Deduplication is a hot technology. Because of this, many vendors have responded with a proliferation of approaches and terminologies that seem more designed to confuse than to explain. Global deduplication. Content-aware. Target-based. Source-based. ISV-integrated. So, what does it all mean? And how can businesses know when and how to deploy this new offering?
When it comes to deduplication, it helps to focus on the basics. For example, just what is deduplication and what benefits come from using it?
First, deduplication is a data discovery and indexing technology which decreases the volume of data in a storage or communication system while maintaining complete data access.
By reducing data volume, deduplication decreases the hardware, software, communications and administration costs associated with maintaining and managing the data. Unlike tools such as data classification, which require human analysis and intervention, data deduplication happens automatically.
A deduplication system finds strings of data which are exactly the same, saves the first instance of each unique string, and stores a pointer (index) for every successive copy. Generally, this process is sub-file. The definitive ROI of any deduplication product is its deduplication ratio-that is, the degree to which it extracts common data, reducing volume. A 100TB data set with a 2:1 deduplication ratio will result in approximately 50TB of data needing to be stored. That same data set at a 20:1 ratio will result in storing five terabytes, while still maintaining application access to all the same information.
Different deduplication products accomplish the string discovery and indexing process in different ways. Despite this, there are four basic rules driving which approach is the best fit for an organization.
Rule No. 1: Higher deduplication ratios are good
Higher deduplication ratios are good; these are delivered by data intelligence and system scalability. Different deduplication approaches and products deliver different deduplication ratios. The success of an approach rests on the solution's effectiveness in finding common strings. Products that operate sub-file and account for variable length strings tend to discover and extract more duplicate data. Results vary by product and by application usage.

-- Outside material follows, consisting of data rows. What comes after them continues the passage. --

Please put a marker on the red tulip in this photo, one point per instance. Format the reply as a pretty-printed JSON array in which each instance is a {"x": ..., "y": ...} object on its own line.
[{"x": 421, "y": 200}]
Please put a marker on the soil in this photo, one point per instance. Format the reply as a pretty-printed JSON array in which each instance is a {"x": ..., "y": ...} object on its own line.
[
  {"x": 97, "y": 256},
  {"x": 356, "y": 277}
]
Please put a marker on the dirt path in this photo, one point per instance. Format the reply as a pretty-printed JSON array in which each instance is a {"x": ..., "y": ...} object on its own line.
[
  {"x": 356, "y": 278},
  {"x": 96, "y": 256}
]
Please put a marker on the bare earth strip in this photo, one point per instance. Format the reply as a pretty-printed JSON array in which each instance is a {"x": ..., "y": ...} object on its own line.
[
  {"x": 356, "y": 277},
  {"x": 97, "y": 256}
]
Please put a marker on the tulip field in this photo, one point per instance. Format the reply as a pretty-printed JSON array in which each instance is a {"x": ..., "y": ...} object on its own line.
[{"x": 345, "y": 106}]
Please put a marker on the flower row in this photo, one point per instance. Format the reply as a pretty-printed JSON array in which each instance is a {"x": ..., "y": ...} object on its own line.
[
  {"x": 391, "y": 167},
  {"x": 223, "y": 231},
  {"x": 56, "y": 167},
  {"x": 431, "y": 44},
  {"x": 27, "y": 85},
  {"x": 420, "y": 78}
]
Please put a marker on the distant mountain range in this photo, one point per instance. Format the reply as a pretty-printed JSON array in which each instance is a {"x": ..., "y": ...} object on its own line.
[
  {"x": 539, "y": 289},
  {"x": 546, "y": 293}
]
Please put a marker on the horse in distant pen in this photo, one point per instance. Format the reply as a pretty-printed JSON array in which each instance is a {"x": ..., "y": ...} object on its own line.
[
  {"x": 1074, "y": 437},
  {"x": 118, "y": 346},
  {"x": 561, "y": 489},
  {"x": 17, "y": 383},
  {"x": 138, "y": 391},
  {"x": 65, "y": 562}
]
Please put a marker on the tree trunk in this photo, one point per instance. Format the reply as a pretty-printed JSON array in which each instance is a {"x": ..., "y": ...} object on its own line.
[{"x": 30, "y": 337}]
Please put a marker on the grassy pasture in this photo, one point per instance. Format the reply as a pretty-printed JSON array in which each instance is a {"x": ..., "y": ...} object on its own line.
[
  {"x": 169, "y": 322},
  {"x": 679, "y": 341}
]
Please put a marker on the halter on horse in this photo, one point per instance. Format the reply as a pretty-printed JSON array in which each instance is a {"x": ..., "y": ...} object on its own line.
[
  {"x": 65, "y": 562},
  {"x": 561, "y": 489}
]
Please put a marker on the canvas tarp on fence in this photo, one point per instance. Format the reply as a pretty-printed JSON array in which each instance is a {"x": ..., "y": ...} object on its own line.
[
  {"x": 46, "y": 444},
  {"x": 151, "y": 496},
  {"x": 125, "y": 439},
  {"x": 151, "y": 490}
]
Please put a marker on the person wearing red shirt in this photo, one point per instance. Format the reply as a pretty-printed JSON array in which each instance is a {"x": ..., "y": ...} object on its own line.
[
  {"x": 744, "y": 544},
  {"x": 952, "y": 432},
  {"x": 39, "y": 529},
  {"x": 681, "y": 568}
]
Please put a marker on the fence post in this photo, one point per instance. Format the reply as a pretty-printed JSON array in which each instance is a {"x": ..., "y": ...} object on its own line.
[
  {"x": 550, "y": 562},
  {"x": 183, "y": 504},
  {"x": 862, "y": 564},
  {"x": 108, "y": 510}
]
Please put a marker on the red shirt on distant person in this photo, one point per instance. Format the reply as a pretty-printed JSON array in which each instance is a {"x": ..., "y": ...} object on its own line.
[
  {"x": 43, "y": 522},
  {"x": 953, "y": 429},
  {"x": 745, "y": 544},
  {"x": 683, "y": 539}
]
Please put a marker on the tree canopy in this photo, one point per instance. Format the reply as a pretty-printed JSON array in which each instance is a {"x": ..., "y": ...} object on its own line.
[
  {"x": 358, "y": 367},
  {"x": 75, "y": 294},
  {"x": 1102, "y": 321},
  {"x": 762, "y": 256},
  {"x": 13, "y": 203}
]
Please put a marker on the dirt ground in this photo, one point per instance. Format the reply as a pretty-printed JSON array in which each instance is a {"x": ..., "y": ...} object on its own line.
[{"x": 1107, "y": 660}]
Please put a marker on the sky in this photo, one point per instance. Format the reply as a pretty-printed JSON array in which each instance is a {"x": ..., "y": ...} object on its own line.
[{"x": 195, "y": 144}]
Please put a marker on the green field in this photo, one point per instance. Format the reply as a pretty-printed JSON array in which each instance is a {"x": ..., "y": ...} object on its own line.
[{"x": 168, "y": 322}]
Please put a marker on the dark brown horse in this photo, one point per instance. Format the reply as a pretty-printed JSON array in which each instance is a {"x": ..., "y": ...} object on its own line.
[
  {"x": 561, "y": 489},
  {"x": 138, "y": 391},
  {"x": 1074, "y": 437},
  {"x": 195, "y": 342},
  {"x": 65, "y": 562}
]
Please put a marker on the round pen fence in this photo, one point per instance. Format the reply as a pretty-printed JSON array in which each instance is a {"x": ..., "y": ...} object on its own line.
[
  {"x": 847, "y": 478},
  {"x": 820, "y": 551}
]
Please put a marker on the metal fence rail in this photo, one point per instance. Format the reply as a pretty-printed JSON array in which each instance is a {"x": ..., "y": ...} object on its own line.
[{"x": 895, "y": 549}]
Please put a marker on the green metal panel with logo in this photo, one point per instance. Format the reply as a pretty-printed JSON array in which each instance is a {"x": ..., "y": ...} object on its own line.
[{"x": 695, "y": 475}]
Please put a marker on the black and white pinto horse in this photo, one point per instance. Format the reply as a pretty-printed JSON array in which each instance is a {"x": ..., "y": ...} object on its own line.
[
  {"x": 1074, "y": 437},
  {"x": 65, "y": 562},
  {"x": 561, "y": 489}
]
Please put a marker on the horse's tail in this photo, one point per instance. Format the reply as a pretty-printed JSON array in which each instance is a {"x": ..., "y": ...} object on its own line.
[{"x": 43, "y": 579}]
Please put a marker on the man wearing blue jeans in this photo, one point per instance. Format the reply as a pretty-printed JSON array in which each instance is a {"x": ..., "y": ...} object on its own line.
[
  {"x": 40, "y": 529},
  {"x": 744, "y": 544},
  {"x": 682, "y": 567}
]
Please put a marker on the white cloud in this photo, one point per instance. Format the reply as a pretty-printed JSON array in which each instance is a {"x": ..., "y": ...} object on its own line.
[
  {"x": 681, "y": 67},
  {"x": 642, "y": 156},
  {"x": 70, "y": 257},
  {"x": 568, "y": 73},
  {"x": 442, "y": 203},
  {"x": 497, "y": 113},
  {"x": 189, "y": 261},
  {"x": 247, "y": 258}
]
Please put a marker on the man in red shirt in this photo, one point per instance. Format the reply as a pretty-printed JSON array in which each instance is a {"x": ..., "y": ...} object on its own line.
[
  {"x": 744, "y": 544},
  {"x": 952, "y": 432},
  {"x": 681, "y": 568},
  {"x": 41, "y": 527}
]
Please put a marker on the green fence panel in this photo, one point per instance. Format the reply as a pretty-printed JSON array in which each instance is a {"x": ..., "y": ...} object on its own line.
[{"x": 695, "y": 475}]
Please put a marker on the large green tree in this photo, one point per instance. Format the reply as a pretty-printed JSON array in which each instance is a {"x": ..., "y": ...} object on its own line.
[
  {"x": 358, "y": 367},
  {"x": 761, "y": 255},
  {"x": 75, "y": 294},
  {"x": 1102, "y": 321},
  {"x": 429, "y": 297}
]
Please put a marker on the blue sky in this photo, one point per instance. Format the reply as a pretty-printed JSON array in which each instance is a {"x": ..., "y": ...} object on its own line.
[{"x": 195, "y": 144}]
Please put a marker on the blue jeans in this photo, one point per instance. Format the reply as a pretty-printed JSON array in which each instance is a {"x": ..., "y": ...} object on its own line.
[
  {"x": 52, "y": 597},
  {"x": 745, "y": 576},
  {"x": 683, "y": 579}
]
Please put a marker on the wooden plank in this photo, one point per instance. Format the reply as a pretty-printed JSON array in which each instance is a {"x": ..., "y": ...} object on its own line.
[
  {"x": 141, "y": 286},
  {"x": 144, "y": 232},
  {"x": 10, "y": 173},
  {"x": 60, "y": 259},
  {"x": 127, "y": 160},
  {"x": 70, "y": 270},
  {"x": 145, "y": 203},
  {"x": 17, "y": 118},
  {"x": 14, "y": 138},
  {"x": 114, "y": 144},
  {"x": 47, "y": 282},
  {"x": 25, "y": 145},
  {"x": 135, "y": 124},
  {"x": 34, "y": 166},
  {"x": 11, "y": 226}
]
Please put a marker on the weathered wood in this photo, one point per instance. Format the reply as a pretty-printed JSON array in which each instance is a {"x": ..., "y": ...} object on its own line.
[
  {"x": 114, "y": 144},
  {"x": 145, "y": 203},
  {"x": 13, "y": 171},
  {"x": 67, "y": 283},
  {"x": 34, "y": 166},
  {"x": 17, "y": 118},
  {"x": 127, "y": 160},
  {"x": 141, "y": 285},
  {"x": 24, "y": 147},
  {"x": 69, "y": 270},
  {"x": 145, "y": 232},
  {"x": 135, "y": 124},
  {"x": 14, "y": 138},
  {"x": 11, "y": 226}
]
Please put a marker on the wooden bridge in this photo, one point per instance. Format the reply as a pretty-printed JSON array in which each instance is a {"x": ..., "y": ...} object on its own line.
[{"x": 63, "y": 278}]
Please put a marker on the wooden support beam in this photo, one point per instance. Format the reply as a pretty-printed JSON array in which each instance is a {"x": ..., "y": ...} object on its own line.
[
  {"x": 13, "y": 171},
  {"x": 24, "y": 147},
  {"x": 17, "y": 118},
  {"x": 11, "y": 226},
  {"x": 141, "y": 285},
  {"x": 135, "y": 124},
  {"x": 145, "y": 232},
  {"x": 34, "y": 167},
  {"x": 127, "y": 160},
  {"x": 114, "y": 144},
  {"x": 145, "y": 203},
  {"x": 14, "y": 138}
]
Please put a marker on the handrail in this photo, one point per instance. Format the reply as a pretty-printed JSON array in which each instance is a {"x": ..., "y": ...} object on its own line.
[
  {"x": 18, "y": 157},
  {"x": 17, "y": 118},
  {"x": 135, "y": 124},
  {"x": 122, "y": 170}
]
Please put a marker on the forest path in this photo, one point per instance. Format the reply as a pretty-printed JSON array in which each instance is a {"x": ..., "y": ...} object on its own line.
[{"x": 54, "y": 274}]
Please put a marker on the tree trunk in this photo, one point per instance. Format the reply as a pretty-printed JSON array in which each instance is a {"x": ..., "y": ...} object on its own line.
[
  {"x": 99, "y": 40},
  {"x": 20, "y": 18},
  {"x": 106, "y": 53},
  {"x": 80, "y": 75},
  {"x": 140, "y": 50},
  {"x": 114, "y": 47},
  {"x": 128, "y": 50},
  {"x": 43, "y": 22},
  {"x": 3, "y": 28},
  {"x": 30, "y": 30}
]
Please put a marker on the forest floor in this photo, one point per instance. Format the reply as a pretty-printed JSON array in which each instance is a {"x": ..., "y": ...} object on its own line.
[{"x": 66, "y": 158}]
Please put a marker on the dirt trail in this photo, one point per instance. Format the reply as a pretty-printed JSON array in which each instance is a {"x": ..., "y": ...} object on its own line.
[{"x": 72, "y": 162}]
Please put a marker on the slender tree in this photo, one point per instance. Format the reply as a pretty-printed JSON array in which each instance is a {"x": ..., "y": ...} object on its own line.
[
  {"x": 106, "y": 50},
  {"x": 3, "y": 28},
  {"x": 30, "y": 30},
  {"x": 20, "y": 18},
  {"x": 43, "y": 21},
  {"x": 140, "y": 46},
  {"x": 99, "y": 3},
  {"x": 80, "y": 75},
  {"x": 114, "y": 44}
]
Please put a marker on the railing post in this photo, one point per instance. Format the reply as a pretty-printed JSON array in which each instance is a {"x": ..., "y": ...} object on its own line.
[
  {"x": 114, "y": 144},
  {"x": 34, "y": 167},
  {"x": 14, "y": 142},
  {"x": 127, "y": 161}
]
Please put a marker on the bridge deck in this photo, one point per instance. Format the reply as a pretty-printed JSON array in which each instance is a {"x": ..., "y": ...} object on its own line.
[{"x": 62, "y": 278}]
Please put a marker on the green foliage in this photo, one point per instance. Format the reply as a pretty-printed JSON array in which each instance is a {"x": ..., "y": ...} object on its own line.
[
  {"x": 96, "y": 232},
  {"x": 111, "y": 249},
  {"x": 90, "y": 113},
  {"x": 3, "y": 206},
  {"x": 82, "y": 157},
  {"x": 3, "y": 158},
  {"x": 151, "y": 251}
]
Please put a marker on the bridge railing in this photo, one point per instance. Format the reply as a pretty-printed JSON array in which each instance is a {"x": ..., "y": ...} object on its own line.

For example, backup natively creates many copies of data both across and within systems over time, but the resulting deduplication ratios can vary widely depending on data type, data change rate and even the customer's backup model. An average deduplication ratio of 20:1 or higher is not unusual, but underneath this average may be virtual machine file backups at 40:1, e-mail backups at 15:1 and transactional database backups at 3:1. Solutions claiming "content awareness" often promise higher deduplication ratios. Organizations should ignore the lingo and assess the results. Most vendors offer a tool or consulting approach to help businesses size what results their product will deliver for an environment.